Il a été reçu à l'École polytechnique en 1887 dans un bon rang. À l'institution de la rue Monge où il a fait ses études secondaires, il était, déjà, très passionné par la musique. Ce sera lui qui se chargera de faire des « arrangements » du petit orchestre à Polytechnique et instrumentera la première ballade de Chopin. Une fièvre typhoïde contractée pendant la seconde année l'obligera à interrompre ses études.

Il démissionnera et entrera au Conservatoire en ayant Antoine Taudou comme professeur d'harmonie, et Jules Massenet et André Gedalge comme professeurs d'harmonie et de composition. À la mort de César Franck, il deviendra l'élève de Gabriel Fauré. Doué d'une belle voix de baryton, il chantera dans les choeurs et c'est par des œuvres vocales qu'il commencera sa carrière de compositeur : poèmes de Théodore de Banville, de Leconte de Lisle. Il écrira En mer, la nuit d'après Heinrich Heine que les Concerts Colonne donneront en 1904, l'Automne, suite symphonique, des mélodies sur des poèmes de Verlaine et de Samain.
Il épousera Suzanne Pierrard le 24 avril 1903 et de leur union naîtront cinq enfants. Confronté très rapidement à des difficultés pécuniaires, il se consacrera à l'écriture d'ouvrages d'enseignement, "mon meilleur élève c'est moi-même", sans négliger la composition. on peut citer : Étude sur les notes de passage (1922), Précis des règles de contrepoint (1927),Traité d'harmonie en 3 volumes (1928), Étude sur l'écriture de la fugue d'école (1933), Étude sur les instruments à vent (1948). On ne saurait passer sous silence son Traité d'orchestration en 4 volumes (1935-1943) qui traite du mélange des couleurs et des nuances qui fait dire à Heinz Holliger (compositeur mais aussi chef d'orchestre de la Radio-Sinfonieorchester Stuggart de SWR) qu'il est un "alchimiste des sons".
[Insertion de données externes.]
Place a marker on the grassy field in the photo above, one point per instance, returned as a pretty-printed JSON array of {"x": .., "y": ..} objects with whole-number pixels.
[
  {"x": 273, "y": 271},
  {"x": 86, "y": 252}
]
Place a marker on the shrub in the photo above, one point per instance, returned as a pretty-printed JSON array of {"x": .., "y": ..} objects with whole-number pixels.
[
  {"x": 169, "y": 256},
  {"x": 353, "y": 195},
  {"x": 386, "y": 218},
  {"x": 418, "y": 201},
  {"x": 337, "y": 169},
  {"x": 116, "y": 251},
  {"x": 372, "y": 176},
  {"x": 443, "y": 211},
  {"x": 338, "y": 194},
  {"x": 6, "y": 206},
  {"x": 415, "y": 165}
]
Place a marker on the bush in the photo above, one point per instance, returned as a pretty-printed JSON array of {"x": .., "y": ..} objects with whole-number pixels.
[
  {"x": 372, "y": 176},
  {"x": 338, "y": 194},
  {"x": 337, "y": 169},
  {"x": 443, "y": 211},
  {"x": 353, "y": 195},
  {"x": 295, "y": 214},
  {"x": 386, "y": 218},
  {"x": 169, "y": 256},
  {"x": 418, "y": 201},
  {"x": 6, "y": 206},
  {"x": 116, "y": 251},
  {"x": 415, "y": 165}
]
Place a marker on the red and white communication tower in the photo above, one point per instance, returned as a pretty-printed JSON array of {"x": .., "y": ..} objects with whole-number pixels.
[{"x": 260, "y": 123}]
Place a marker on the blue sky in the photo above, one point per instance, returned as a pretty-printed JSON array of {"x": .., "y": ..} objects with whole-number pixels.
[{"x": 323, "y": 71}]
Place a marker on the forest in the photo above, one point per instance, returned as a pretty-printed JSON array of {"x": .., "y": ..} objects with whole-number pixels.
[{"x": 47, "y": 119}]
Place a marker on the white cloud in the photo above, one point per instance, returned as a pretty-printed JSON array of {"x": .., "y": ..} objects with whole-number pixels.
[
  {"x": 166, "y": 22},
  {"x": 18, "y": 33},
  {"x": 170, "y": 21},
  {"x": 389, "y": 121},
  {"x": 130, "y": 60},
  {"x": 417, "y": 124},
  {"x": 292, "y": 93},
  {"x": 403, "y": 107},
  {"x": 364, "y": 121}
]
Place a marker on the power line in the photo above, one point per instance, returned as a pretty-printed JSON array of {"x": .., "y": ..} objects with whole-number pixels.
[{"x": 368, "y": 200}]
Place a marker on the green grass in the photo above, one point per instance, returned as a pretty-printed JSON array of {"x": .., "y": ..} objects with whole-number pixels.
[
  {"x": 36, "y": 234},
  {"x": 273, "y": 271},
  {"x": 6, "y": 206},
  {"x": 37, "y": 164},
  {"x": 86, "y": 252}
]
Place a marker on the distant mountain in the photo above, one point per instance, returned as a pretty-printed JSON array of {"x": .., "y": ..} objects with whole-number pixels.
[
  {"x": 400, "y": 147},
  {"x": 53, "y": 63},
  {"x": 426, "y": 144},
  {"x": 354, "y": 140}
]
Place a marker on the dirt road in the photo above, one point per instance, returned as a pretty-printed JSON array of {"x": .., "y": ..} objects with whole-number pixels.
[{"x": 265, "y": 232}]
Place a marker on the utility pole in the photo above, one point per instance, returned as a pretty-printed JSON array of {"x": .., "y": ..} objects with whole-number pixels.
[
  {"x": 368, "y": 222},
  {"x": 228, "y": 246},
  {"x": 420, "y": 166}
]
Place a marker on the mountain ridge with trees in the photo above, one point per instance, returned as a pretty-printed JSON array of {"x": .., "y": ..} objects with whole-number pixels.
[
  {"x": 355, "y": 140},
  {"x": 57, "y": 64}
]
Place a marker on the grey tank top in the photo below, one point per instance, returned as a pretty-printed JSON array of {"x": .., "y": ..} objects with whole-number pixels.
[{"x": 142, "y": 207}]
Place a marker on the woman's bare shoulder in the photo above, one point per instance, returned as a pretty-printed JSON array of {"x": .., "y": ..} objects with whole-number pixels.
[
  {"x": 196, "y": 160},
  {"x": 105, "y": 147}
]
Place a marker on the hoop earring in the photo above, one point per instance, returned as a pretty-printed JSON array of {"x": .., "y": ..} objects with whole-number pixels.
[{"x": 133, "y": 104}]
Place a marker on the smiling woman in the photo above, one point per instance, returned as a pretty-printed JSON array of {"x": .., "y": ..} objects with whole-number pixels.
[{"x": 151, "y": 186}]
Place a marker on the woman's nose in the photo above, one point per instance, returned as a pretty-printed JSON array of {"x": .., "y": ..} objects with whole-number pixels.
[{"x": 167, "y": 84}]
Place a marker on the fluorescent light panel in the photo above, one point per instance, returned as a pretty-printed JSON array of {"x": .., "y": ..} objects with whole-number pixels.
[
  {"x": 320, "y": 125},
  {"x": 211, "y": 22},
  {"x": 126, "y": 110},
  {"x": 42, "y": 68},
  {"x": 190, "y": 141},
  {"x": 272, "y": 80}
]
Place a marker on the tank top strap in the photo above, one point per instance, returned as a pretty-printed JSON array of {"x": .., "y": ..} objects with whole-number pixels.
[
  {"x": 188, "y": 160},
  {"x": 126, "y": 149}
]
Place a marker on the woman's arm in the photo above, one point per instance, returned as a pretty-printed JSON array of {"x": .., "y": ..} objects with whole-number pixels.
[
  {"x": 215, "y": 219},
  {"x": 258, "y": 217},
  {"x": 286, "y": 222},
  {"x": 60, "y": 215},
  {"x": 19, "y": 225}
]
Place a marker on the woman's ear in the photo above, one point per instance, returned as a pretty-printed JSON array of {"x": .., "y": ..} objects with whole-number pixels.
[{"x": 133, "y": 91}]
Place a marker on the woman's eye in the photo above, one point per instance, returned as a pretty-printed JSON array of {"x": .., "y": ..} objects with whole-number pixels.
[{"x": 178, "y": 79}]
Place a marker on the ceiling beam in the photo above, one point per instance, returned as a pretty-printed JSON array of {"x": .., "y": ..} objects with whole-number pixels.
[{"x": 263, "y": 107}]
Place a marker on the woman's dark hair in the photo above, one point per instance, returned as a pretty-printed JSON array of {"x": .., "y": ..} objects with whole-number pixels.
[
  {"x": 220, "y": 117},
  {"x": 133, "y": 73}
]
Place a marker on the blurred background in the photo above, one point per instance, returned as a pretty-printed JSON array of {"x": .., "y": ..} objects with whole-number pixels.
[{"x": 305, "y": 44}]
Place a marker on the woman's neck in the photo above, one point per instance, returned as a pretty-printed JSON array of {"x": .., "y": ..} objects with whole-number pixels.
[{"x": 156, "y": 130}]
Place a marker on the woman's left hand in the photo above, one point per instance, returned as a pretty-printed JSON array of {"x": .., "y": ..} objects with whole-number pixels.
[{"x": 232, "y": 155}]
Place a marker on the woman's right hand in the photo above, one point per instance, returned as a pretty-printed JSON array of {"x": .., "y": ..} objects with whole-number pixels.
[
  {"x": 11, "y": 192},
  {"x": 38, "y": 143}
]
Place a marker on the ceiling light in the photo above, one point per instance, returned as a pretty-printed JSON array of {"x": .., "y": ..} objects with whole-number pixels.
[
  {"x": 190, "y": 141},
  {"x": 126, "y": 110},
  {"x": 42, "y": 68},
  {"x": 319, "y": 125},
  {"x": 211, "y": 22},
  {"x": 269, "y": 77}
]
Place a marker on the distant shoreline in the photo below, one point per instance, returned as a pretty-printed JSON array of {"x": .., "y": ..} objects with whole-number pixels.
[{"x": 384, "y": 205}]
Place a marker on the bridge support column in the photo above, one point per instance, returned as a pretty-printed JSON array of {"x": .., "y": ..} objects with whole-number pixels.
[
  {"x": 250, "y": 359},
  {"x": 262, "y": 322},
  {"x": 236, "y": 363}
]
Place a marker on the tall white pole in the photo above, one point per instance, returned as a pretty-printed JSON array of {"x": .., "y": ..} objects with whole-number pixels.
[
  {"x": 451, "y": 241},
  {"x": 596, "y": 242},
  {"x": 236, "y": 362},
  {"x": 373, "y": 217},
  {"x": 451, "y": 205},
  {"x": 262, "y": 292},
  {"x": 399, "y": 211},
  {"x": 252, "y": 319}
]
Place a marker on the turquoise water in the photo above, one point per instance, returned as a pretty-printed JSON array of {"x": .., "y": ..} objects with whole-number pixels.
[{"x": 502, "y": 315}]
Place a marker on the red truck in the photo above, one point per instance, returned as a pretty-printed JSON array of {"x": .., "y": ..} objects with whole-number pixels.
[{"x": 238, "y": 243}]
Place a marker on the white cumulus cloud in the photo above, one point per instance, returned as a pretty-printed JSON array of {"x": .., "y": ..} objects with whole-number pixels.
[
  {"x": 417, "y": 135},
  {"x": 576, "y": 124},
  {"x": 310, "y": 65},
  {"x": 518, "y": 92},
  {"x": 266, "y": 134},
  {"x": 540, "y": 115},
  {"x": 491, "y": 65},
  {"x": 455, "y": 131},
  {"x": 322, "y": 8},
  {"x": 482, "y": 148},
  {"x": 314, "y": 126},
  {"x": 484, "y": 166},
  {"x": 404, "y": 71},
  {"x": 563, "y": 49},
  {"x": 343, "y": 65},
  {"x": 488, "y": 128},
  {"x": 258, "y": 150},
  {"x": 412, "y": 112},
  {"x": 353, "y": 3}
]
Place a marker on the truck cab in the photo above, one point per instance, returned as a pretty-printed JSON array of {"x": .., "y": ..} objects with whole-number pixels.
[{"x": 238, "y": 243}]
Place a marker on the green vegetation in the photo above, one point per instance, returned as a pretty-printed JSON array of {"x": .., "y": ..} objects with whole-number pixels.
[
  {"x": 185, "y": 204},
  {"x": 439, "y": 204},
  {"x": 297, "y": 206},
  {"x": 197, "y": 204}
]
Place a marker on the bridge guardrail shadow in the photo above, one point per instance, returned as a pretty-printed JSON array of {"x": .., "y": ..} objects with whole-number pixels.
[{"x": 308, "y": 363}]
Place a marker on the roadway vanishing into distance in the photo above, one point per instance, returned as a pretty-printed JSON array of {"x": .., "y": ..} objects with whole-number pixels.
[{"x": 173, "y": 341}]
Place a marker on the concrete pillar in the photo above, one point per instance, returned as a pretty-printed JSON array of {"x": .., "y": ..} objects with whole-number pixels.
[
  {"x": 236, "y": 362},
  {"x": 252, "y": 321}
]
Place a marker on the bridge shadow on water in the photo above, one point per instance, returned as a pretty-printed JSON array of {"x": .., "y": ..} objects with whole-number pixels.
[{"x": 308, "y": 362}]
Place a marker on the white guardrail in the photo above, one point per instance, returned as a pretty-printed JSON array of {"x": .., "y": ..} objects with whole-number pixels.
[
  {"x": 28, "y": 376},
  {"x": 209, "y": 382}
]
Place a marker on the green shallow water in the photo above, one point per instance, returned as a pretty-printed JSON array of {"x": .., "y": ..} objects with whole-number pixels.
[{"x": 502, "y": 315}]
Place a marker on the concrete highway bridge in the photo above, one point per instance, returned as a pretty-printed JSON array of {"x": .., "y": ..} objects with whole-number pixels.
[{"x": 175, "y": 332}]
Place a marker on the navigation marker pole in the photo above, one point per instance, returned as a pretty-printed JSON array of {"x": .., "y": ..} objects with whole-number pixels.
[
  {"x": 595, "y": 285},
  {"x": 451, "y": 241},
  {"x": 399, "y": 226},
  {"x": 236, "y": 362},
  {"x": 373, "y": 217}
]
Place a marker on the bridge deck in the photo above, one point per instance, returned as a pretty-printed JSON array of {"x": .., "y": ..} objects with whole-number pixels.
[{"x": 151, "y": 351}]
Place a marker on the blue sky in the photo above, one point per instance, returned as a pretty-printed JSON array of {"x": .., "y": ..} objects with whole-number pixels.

Avec Maurice Ravel et Florent Schmitt, il fondera en 1909 la Société musicale indépendante dans le but de promouvoir la musique contemporaine.

Entre 1910 et 1920, il entreprit des recherches architectoniques qu'il matérialisa dans une quinzaine d'œuvres de musique de chambre (sonates pour différents instruments, quatuors et quintettes), ainsi que dans quelques compositions orchestrales : La Forêt païenne (1908), Trois Chorals pour orgue et orchestre et Cinq Chorals pour orchestre (1912-1920).

Il composera trois recueils de Rondels de Banville ; trois autres de Mélodies sur des poèmes divers (avec piano ou orchestre) ; des chœurs sans paroles : la Forêt (1907), une Ballade pour piano et orchestre, Vingt pièces enfantines pour piano seul, Ving-quatre Esquisses, Douze Pastorales, Les Heures Persanes (piano ou orchestre), cinq sonatines, douze Paysages et Marines.

Parmi les œuvres de musique de chambre : quatre Quatuors à cordes, une Suite en quatuor, une Sonate pour deux flûtes, un Quintette pour piano et cordes, un Septuor pour instruments à vent, le quintette Primavera (pour flûte, violon, alto, violoncelle et harpe), des Sonates pour divers instruments.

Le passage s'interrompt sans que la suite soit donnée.